Compras ajudam a ocultar o que vai mal em um relacionamento. Talvez não tanto como um bom sexo, mas se pode comprar algo bonito para si, mimar- se com um par de sapatos ou com aquele relógio no qual você está de olho, ou algumas horas em um spa diário, você pode se sentir melhor intimamente e isso ajuda a se sentir melhor diante de seu relacionamento. Ao menos por um tempinho. Até que perceba que está apenas mascarando a causa de seu próprio sofrimento. Estou aqui para acabar com isso.
- Senhoras e senhores - digo, subindo em uma jardineira, no centro da recepção. Provavelmente não a maneira mais sutil de apresentar minha opinião, mas estou diante de um monte de desafios quanto a consertar relacionamentos de seres humanos e não quero fazer isso aos poucos. - Posso ter um minuto da sua atenção, por favor? Alguns clientes entediados olham em minha direção. O resto me ignora e vai em direção à Aveda ou à Banana Republic ou à Sunglass Hut International. Então, tento novamente, mas agora em minha melhor personificação de Jerry. - Posso ter um minuto da sua atenção, por favor?

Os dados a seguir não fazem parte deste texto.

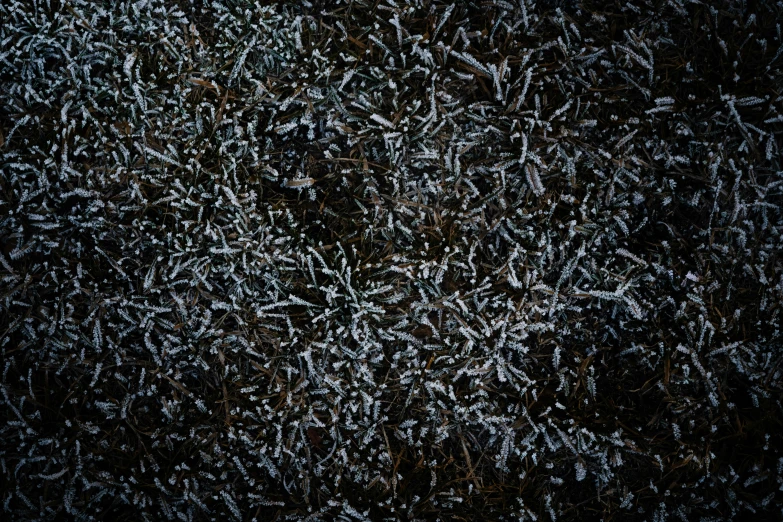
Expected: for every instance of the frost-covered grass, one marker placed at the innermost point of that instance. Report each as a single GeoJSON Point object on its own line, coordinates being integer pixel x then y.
{"type": "Point", "coordinates": [394, 260]}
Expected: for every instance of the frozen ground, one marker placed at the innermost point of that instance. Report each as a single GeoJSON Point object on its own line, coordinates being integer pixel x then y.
{"type": "Point", "coordinates": [392, 260]}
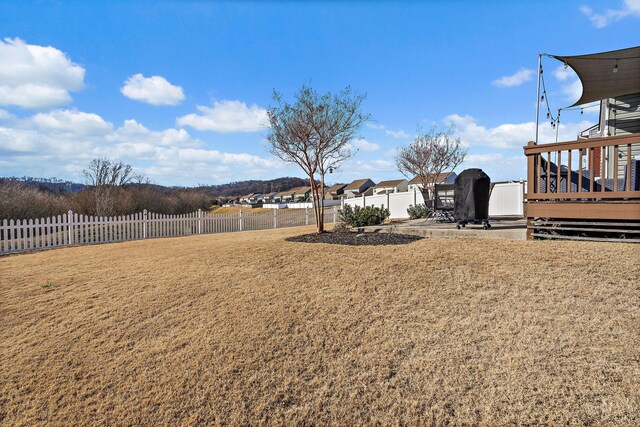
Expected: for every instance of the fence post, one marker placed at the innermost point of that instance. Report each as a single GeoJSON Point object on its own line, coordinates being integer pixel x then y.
{"type": "Point", "coordinates": [70, 226]}
{"type": "Point", "coordinates": [144, 224]}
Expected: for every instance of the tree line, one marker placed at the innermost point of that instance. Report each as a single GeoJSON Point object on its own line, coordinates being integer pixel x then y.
{"type": "Point", "coordinates": [114, 188]}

Desta vez eu consigo, e muitos deles não apenas olham para mim como param o que estão fazendo e começam a andar até onde estou. É assombroso o que você consegue quando soa como Deus. O problema é que há uma enorme diferença entre soar como Jerry e ser Jerry, que tem uma aura que eu simplesmente não posso emular, não importa o quanto omni-qualquer-coisa- que-seja eu tente projetar. Então tenho um limitado espaço de oportunidade para apresentar meu ponto de vista. Provavelmente, esses humanos vão perceber que sou uma fraude e tenho de convencê-los de sua inépcia emocional antes que eles cheguem àquela conclusão. Ou antes que a segurança do shopping apareça.

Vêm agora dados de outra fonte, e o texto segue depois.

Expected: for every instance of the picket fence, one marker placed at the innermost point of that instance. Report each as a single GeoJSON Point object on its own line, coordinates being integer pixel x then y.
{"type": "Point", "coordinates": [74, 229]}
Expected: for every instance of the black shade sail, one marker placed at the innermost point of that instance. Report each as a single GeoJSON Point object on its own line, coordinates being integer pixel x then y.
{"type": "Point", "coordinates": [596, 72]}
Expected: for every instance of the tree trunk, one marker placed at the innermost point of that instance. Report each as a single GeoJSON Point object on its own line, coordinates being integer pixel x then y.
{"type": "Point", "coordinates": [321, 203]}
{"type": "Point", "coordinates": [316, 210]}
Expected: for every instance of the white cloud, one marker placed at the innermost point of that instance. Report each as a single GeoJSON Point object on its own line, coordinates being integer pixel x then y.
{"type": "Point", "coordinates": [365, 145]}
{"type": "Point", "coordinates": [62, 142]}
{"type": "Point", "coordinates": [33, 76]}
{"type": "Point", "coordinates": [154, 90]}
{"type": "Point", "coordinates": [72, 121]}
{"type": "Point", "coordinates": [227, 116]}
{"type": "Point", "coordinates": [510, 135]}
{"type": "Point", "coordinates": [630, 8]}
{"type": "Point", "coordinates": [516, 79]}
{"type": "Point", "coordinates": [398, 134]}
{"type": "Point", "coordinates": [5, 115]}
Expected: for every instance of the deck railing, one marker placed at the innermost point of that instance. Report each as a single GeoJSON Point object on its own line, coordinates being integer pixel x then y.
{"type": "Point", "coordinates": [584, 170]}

- Vocês não têm de sofrer - digo. - Não têm de enfrentar uma vida de enganos. Vocês são os mestres de sua própria felicidade.
Embora não seja inteiramente verdade, soa bem. Ou, ao menos, soava quando eu ouvi no rádio. Mas pelas expressões em branco que observo nos humanos que ficam me encarando, eles não têm a menor idéia do que estou falando. Então percebo que simplesmente deveria baixar o nível intelectual do discurso.

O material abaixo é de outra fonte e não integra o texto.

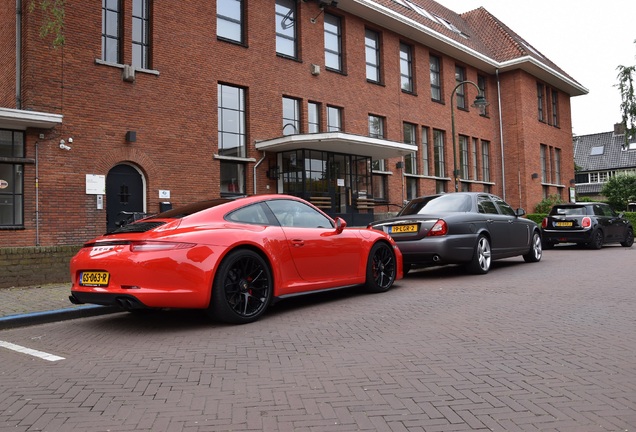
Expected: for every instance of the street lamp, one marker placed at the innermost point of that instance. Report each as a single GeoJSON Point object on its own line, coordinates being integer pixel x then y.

- Vejam - digo. - Vocês não precisam de toda essa merda para ser felizes. Para se sentirem mais atraentes. Para preencher o vazio emocional de suas vidas. Não precisam da camisa Roberto Cavalli ou dos tênis Dior ou dos óculos de sol Versace para se compensar de seus relacionamentos fracassados. Tudo bem, talvez ele sim... - falo, apontando para um sujeito de trinta e dois anos que é uma reprodução do boneco Ken e que está usando todos os três. - Mas, para o restante de vocês, ainda há esperança.
Um andar acima de mim, eu vejo uns lampejos da segurança do shopping na escada rolante.
- Você - eu digo, apontando para um desastrado de trinta anos que acaba de comprar, para sua namorada, um par de brincos de diamante, para compensar o fato de estar sendo desafiado emocionalmente. - Ela não quer jóias. Ela apenas deseja que você seja honesto e compassivo. Ele olha em volta, sorrindo timidamente.
- Vocês. - Aponto para um jovem casal que tem rotineiros bate-bocas sobre assentos de vaso sanitário, compras e ordem alfabética na coleção de CDs.
- Não importa que ele seja obsessivo ou que ela espalhe seu lixo por toda a parte. O que importa é que vocês se aceitem, um ao outro, por causa de suas falhas, não apesar delas.
- Ele está certo - diz a moça, olhando para o marido.
- Como queira - ele diz, depois se volta e se afasta, enquanto a esposa
o segue, o começo de uma briga aflorando nos lábios dela.
Ao menos eu tentei.
Pelo canto do olho, vejo que os guardas estão descendo pela escada rolante.
- E você - falo desta vez dirigindo meu indicador à mãe de dois filhos divorciada de quarenta anos que escolheu a segurança medíocre em vez do risco de um amor verdadeiro. - Largue seu namorado de potencial tão baixo e abra seu coração para a intimidade emocional.
E foi só o que tive tempo de fazer antes que dois seguranças chegassem e me pedissem para descer da jardineira.
- Bem, foi divertido - digo. - Vocês foram uma plateia maravilhosa. Eu espero que tenham apreciado o show. Lembrem-se apenas: não vão para a cama com raiva, nunca se contentem com menos e sempre comam seus vegetais.
Com isso eu me inclino, tiro um chapéu imaginário e depois sigo a trajetória de meu chapéu imaginário, desaparecendo num piscar de olhos.